Escrevo minha última coluna do ano com o tema que imaginei abordar em dezembro de 2025. É de esperar que, no ano que antecede as eleições presidenciais, as incertezas fiscais —amplificadas por um aumento expressivo dos gastos públicos— gerem um cenário altamente volátil, levando investidores a tomar decisões, ou adiá-las, com base nas possíveis trajetórias da política econômica futura. A surpresa, no entanto, é que esse cenário se materializou já em 2024. Dois anos de incertezas são muito tempo para qualquer economia.
Na realidade, o arcabouço fiscal criado em 2023 —projetado para funcionar como uma âncora mais flexível a fim de substituir o teto de gastos— trouxe consigo regras que o tornariam incapaz de garantir sua própria sustentabilidade. Portanto, não deveria ser surpreendente a crise de confiança a que estamos assistindo. A verdadeira surpresa reside na falta de percepção política de que a resistência em adotar, neste momento, medidas rigorosas de contenção de gastos comprometerá as condições mínimas de estabilidade econômica até as eleições de 2026.
Estamos prestes a encerrar o ano com um dólar acima de R$ 6, um ciclo de alta das taxas de juros projetado pelo mercado acima de 16,5%, e as empresas listadas no mercado extremamente descontadas. Sob tais condições, será difícil evitar um ano marcado por alta da inflação, desaceleração do crédito, aumento do desemprego e queda na confiança de empresários e consumidores. Nossa taxa de investimento, atualmente em um dos menores níveis históricos, tende a contrair-se ainda mais nos próximos dois anos.
Com preços dos ativos tão deteriorados, caso o atual arcabouço seja reforçado e preservado até pelo menos 2026, poderíamos ao menos atravessar esse período de forma menos turbulenta. Contudo, para que isso aconteça, seriam necessárias medidas mais robustas do que as anunciadas e diluídas pelo Congresso, como mudanças estruturais no desenho do BPC, no seguro-desemprego e nas regras de desindexação dos gastos obrigatórios. Somente o presidente tem liderança política para levar essa agenda adiante, que é de responsabilidade do Executivo.

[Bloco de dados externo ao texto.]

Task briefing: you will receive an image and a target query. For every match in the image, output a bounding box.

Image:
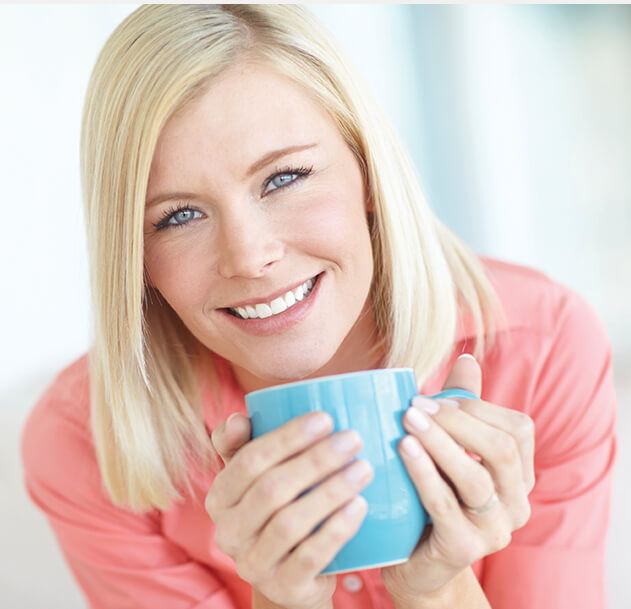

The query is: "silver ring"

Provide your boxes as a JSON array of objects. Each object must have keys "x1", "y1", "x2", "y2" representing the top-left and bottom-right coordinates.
[{"x1": 461, "y1": 491, "x2": 500, "y2": 514}]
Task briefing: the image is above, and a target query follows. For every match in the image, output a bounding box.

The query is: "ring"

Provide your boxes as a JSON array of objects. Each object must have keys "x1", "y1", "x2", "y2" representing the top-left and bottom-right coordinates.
[{"x1": 460, "y1": 491, "x2": 500, "y2": 514}]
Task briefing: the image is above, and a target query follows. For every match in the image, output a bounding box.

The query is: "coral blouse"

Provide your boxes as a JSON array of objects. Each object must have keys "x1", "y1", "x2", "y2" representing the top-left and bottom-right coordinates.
[{"x1": 22, "y1": 258, "x2": 616, "y2": 609}]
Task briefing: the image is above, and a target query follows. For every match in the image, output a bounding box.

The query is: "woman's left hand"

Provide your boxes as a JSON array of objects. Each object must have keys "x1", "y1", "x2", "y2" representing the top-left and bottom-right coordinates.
[{"x1": 381, "y1": 356, "x2": 535, "y2": 603}]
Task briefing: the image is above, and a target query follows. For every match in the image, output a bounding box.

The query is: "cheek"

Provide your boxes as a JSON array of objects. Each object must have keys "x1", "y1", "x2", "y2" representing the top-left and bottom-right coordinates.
[
  {"x1": 145, "y1": 239, "x2": 210, "y2": 316},
  {"x1": 294, "y1": 185, "x2": 372, "y2": 263}
]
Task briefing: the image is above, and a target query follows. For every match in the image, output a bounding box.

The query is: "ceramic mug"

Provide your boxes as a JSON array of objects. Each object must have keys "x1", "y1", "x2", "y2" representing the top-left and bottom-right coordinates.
[{"x1": 245, "y1": 368, "x2": 478, "y2": 573}]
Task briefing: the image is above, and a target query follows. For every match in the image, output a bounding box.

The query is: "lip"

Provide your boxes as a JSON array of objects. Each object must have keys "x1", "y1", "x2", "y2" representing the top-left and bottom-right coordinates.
[
  {"x1": 223, "y1": 273, "x2": 322, "y2": 309},
  {"x1": 217, "y1": 272, "x2": 326, "y2": 336}
]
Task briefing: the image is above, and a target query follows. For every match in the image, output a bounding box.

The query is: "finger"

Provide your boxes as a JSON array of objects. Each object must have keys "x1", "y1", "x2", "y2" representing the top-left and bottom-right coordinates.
[
  {"x1": 434, "y1": 400, "x2": 535, "y2": 493},
  {"x1": 207, "y1": 412, "x2": 333, "y2": 512},
  {"x1": 443, "y1": 353, "x2": 482, "y2": 395},
  {"x1": 404, "y1": 401, "x2": 495, "y2": 507},
  {"x1": 251, "y1": 459, "x2": 373, "y2": 564},
  {"x1": 399, "y1": 434, "x2": 464, "y2": 528},
  {"x1": 279, "y1": 495, "x2": 368, "y2": 581},
  {"x1": 408, "y1": 399, "x2": 530, "y2": 530},
  {"x1": 235, "y1": 430, "x2": 365, "y2": 539},
  {"x1": 210, "y1": 412, "x2": 252, "y2": 464},
  {"x1": 399, "y1": 435, "x2": 510, "y2": 568}
]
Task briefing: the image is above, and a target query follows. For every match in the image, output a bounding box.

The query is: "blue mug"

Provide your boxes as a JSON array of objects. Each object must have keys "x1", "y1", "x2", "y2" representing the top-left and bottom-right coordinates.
[{"x1": 245, "y1": 368, "x2": 478, "y2": 573}]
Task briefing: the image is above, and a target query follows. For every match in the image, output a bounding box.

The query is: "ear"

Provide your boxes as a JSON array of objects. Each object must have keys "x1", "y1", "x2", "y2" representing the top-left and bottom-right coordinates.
[{"x1": 142, "y1": 266, "x2": 155, "y2": 288}]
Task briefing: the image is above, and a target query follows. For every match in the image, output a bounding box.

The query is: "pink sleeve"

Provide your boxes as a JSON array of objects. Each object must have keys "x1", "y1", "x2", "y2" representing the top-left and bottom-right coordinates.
[
  {"x1": 22, "y1": 398, "x2": 236, "y2": 609},
  {"x1": 483, "y1": 293, "x2": 616, "y2": 609}
]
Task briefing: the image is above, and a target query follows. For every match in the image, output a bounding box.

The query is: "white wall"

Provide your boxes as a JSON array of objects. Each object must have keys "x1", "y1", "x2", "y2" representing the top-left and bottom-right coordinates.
[{"x1": 0, "y1": 4, "x2": 135, "y2": 394}]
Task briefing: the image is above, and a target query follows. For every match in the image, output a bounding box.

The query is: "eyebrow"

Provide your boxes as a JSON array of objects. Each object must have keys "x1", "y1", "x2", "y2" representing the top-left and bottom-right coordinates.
[{"x1": 145, "y1": 142, "x2": 318, "y2": 208}]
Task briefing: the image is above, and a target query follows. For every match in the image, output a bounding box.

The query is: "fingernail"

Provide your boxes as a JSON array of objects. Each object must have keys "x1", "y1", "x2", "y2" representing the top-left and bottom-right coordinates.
[
  {"x1": 436, "y1": 398, "x2": 460, "y2": 408},
  {"x1": 333, "y1": 429, "x2": 361, "y2": 453},
  {"x1": 305, "y1": 412, "x2": 331, "y2": 436},
  {"x1": 344, "y1": 459, "x2": 372, "y2": 482},
  {"x1": 226, "y1": 412, "x2": 239, "y2": 427},
  {"x1": 344, "y1": 495, "x2": 366, "y2": 516},
  {"x1": 405, "y1": 408, "x2": 429, "y2": 431},
  {"x1": 401, "y1": 436, "x2": 421, "y2": 457},
  {"x1": 412, "y1": 395, "x2": 440, "y2": 414}
]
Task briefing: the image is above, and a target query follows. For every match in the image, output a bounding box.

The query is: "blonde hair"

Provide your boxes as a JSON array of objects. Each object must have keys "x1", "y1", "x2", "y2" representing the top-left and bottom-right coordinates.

As recentes intervenções do BC no mercado cambial e do Tesouro recomprando títulos públicos trouxeram algum alívio, mas não alteram o fundamento subjacente dessa crise. Atualmente, o nível de nossas reservas não é tão confortável quanto em 2013 e 2014, quando realizamos intervenções significativas. Por parte do Tesouro, o colchão de liquidez é limitado, e os vencimentos das dívidas se aproximam.
Enquanto o meio político, incluindo o Congresso, não se atenta ao prognóstico para nossa economia, o cenário internacional se agrava. Recentemente, o Federal Reserve sinalizou que reduzirá as taxas de juros de forma mais moderada do que o esperado no início do ciclo, consolidando a expectativa de que o dólar continuará forte e impondo um limite maior para os juros globais.
O BC está ciente da adversidade do cenário, ao destacar seu compromisso com a meta de inflação, utilizando o único instrumento à sua disposição: a taxa de juros. Contudo, não há cenário em que o BC consiga cumprir sua função de maneira eficaz sem âncora fiscal.
Sem ações vigorosas no controle dos gastos, colheremos os frutos de uma crise de confiança que se desenhava para 2026. E a grande pergunta que se coloca é: como atravessaremos os próximos dois longos anos?